The sword of the naive knight gets stuck in the pudding of life.

Wednesday 18 June 2008

Oh God!

The real real problem with getting published is this: When you write you are God - you create the world and the characters and then you control what they do. You can cause Armageddon or make the cow jump over the moon or anything. Then you finish being God and you send off your universe to those who decide which God they want and which universe will sell at that moment and they say, "Oh no, I don't like this universe, I don't think we should have llamas in it, I don't think that toes should be able to talk, I don't like the way that you spend so long talking about sandwiches. Oh no, I do not choose this God and his universe," and then you have to deal with a whole universe being rejected. When everyone is God then it doesn't feel so special.

Of course there's really only one God and his name is Mammon.

Monday 9 June 2008

Extreme Agent Bothering

"Think Outside the Box" say those people who have their heads in boxes just reading out lists of cliches that they've written on the inside in an attempt to appear wise - management consultants.

Inspired by those who place their unpublished books on the shelves in Waterstones to look like they are proper authors I have come up with:

1) Befriend a literary agent's dying relative.
2) Have an offspring and raise her as a publisher.
3) Offer to be Salman Rushdie's double and gradually take over from him.
4) Write a novel concerning anything to do with a celebrity - "Fern Britton's Pyloric Sphincter"?

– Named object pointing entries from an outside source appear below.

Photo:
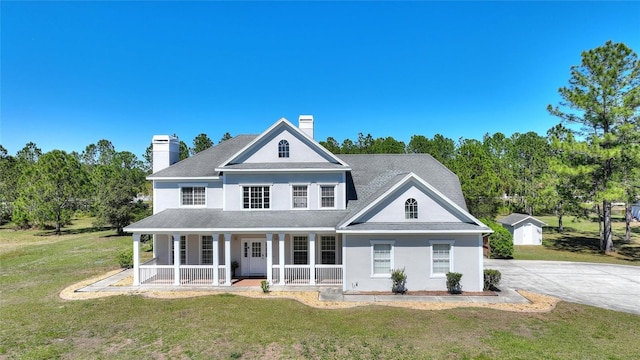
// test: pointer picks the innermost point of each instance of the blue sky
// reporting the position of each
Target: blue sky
(75, 72)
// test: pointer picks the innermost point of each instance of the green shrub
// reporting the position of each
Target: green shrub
(453, 282)
(500, 242)
(125, 258)
(399, 278)
(491, 278)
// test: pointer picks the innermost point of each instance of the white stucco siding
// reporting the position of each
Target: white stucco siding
(393, 208)
(280, 189)
(413, 253)
(300, 150)
(167, 194)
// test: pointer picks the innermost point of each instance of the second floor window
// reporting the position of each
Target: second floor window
(193, 195)
(283, 148)
(299, 196)
(411, 209)
(327, 196)
(255, 197)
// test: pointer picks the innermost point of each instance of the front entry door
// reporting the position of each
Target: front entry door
(254, 257)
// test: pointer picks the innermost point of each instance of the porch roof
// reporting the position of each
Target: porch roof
(416, 227)
(216, 220)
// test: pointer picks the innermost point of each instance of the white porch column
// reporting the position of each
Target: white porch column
(281, 256)
(216, 259)
(344, 262)
(136, 259)
(227, 258)
(176, 259)
(269, 258)
(312, 258)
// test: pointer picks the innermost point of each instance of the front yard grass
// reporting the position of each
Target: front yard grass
(580, 242)
(37, 324)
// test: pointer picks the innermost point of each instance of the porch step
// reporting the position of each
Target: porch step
(331, 294)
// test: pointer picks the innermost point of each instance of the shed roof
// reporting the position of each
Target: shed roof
(515, 219)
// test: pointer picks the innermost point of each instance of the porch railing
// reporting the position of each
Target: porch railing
(151, 273)
(301, 274)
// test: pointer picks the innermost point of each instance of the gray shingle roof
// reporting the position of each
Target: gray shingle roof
(205, 162)
(373, 174)
(516, 218)
(406, 226)
(370, 176)
(210, 219)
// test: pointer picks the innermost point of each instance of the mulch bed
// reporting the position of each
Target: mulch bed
(427, 293)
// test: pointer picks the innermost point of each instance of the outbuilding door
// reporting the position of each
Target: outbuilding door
(527, 234)
(254, 257)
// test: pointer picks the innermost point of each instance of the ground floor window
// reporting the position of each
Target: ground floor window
(300, 250)
(441, 257)
(207, 250)
(183, 250)
(328, 249)
(381, 257)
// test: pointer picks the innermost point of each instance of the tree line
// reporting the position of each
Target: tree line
(580, 166)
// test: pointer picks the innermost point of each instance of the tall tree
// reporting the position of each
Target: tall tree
(331, 144)
(200, 143)
(603, 93)
(440, 147)
(51, 190)
(387, 145)
(480, 184)
(117, 184)
(9, 174)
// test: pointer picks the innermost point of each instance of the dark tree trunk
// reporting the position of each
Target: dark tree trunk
(627, 222)
(608, 236)
(560, 225)
(58, 223)
(599, 213)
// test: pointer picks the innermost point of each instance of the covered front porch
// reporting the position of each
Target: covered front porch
(217, 259)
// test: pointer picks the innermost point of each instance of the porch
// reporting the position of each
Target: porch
(204, 260)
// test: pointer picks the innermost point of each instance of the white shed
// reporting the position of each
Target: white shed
(526, 229)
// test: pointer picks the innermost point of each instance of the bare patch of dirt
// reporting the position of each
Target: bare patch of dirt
(537, 302)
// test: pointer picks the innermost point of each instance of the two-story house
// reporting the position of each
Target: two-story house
(282, 207)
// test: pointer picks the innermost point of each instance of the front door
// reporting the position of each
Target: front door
(254, 257)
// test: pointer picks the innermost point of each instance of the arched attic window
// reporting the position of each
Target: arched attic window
(411, 209)
(283, 148)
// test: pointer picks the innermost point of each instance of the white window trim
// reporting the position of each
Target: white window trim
(391, 262)
(335, 248)
(451, 257)
(292, 252)
(242, 186)
(335, 196)
(192, 185)
(201, 258)
(291, 196)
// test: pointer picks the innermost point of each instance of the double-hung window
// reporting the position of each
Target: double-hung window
(381, 258)
(255, 197)
(328, 249)
(327, 196)
(441, 257)
(193, 195)
(300, 250)
(299, 196)
(207, 250)
(411, 209)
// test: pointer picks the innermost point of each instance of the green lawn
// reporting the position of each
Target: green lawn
(36, 324)
(579, 242)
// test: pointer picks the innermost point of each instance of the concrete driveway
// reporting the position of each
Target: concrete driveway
(615, 287)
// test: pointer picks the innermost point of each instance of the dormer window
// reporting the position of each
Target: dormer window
(193, 195)
(283, 148)
(411, 209)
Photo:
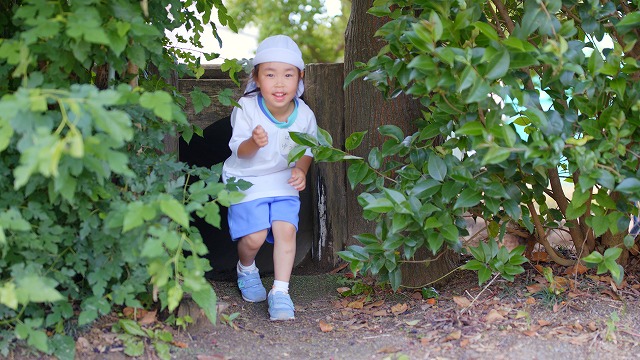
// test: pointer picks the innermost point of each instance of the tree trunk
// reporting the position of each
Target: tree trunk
(365, 106)
(367, 109)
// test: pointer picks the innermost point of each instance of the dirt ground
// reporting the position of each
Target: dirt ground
(576, 316)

Fern Britton's Pyloric Sphincter

I see that Fern Britton's Pyloric Sphincter has a new auto-biography out. In "Keep it Flowing" Ms. Pyloric Sphincter tells of her early years as a conduit to Britton's gastric content. Fans of the nation's most pleasant person's tummy valve will be interested in the late night cake binges and the night's out with Phillip Schofield's ragged colon. Of course this all changed 2 years ago and Fern Britton's Pyloric Sphincter doesn't have much good to say about Fern Britton's Gastric Band. "You try your best and work really hard to get to the top and then along comes this untalented upstart and suddenly she's Britain's most famous stomach-based celebrity."